Grouping
Grouping
So far our regular expressions have consisted solely of commands that match individual letters or allow repetition of individual letter matches.
What if we want to act on a group?
For example what if we want to match US ZIP codes in their shortened form or their full form?
We’ve already matched shortened ZIP codes:
>>> re.search(r'^\d{5}$', '90210')
<_sre.SRE_Match object; span=(0, 5), match='90210'>
A full ZIP code match looks like this:
>>> re.search(r'^\d{5}-\d{4}$', '90210-4873')
<_sre.SRE_Match object; span=(0, 10), match='90210-4873'>
So far we haven’t seen a way to make that last part optional.

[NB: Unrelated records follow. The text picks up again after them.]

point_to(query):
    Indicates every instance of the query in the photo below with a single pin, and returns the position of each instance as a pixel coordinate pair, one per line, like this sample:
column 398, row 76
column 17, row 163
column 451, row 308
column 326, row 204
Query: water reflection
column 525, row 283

We could try putting a question mark after the -
and the repetition:
>>> re.search(r'^\d{5}-?\d{4}?$', '90210-4873')
<_sre.SRE_Match object; span=(0, 10), match='90210-4873'>
>>> re.search(r'^\d{5}-?\d{4}?$', '902104873')
<_sre.SRE_Match object; span=(0, 9), match='902104873'>
>>> re.search(r'^\d{5}-?\d{4}?$', '90210-')
That matches strange things though (also what’s up with that ?
after the repetition count?).
To optionally match a number of consecutive character patterns, we can use a group:
>>> re.search(r'^\d{5}(-\d{4})?$', '90210-4873')
<_sre.SRE_Match object; span=(0, 10), match='90210-4873'>
>>> re.search(r'^\d{5}(-\d{4})?$', '90210')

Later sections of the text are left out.